Compartilhamos com o autor a ideia de que, tendo em vista que todo discurso, seja histórico, seja poético, busca compor uma narrativa daquilo que deseja representar e, para isso, deve encadear cronologicamente, como é o caso do historiador, uma representação verbal que, ao menos, faça constituir um discurso coerente. Por esse viés refletido, mesmo não tendo o compromisso de ligar acontecimentos de forma cronológica, podemos fazer uma leve alusão literária ao engenho criativo praticado por Tapioca no romance Conspiração Barroca. No capítulo XXXIV, localidade de Cachoeira do Campo, ano de 1788, uma passagem identifica os diferentes vieses que interferem na forma de recontar os episódios históricos. As palavras mantidas entre o diálogo do doutor Álvares Maciel e o padre José Eugênio reforça tal questão: “Ensina a História que, ordinariamente, são circunstâncias econômicas que provocam decisões políticas, raramente o inverso.” (TAPIOCA, 2008, p. 169).

CONSIDERAÇÕES FINAIS

Ao concluirmos o nosso estudo, é possível afirmar que o romance Conspiração Barroca ainda permanece longe de ser esgotado por inúmeras razões. Sua fortuna crítica, ainda escassa, faz com que muitos pesquisadores acabem desistindo de investigá-lo. No entanto, vários ângulos interdisciplinares podem alavancar outras análise e interpretações. Por fim, o objetivo deste artigo perpassou algumas discussões de que os episódios da Inconfidência Mineira e suas variadas circunstâncias não são cristalizados e petrificados, ou seja, são passíveis de serem questionados e recontados por uma nova perspectiva. Ao longo deste trabalho, comprovamos, por meio do recorte dos fragmentos, que a história-problema percorre boa parte dos acontecimentos sobre a Inconfidência Mineira. Convenhamos que, um tipo de análise realizada, com base nos teóricos da Crítica Literária e da Teoria Historiográfica, também pode servir de forma resultante a outros tipos de estratégias oferecidas pela leitura na pesquisa histórica e literária.

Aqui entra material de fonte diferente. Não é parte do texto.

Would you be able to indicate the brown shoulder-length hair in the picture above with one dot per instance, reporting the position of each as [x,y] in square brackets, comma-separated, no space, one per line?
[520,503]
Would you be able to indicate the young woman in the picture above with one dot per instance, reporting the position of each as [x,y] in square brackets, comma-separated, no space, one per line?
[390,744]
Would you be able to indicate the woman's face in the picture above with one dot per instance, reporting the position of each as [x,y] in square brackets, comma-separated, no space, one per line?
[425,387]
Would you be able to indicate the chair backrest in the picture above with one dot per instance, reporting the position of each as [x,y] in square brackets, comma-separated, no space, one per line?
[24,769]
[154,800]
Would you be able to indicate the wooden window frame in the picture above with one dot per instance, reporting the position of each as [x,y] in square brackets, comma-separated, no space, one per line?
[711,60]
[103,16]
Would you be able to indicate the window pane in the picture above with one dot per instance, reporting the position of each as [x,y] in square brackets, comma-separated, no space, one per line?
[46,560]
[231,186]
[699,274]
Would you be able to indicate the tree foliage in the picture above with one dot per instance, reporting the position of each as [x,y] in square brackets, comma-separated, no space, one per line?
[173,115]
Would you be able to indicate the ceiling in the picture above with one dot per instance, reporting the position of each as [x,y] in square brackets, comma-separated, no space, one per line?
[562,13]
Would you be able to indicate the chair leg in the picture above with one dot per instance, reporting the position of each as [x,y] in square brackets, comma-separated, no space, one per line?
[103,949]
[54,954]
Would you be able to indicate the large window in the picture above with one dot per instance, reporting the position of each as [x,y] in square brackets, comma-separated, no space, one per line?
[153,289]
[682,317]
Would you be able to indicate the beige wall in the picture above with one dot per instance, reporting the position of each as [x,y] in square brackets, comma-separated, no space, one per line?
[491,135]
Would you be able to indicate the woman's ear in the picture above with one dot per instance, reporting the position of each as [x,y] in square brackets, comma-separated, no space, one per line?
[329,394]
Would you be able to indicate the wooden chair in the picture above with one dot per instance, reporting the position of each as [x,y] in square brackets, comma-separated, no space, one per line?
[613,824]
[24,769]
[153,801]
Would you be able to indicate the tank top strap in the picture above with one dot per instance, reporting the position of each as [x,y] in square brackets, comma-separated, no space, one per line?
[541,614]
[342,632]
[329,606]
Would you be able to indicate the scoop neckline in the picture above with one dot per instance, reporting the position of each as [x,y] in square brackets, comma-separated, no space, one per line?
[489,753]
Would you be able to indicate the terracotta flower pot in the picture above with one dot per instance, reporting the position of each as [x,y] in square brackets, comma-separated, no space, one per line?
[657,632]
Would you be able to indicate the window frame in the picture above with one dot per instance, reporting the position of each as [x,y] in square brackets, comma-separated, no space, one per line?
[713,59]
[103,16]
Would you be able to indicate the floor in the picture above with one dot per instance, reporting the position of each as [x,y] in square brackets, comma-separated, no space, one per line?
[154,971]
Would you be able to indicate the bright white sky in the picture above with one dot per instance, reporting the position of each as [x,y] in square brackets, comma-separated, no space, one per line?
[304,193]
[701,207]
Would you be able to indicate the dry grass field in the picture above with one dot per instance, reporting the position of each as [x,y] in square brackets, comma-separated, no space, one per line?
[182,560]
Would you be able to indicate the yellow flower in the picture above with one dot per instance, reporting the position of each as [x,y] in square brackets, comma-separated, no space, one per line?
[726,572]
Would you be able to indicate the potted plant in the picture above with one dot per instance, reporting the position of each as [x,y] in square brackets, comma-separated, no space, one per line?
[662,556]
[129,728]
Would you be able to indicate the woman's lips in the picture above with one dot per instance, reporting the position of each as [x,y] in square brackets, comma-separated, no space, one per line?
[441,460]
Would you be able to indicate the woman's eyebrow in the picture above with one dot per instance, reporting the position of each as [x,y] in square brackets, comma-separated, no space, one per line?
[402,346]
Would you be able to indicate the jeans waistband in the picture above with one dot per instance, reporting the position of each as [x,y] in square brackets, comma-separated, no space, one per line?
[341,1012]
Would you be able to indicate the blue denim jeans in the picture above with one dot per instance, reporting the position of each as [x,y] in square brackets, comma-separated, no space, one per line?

É curioso notarmos que essa constatação de encarar a História oficial como se fosse algo problemático e questionável, fugindo do tão desgastado teor factual, tema da nossa abordagem, contrasta com as técnicas de narratividade do escritor baiano, que, como vimos, abastece o romance com novos instrumentos da historiografia. Alguns deles poderiam ser enumerados: o autor dá voz aos sujeitos esquecidos, utiliza a multiplicidade de

narradores, formula o entrecruzamento de personagens reais e fictícias, amplia as histórias privadas de algumas autoridades como são os casos de Tiradentes, Aleijadinho, entre outras figuras históricas. Sem receios, o que se reconhece e se lê na prosa histórica de Tapioca é uma modernização das técnicas de narrativa historiográfica outrora anunciadas pelos teóricos filiados à escola francesa mencionada na introdução, tomando como empréstimo a evolução da metodologia de se escrever a própria História. Em resumo, se pegássemos carona nesse gancho, é possível identificarmos, na prosa de Tapioca, um seguimento investigativo que pudesse sondar tal questão, descortinando análises, entre algumas, a comparação das técnicas de escrita do romance histórico com as conformidades historiográficas do historiador. Portanto, cabe ao próximo pesquisador interessado lançar outros olhares sobre tais hipóteses de investigação comparativa.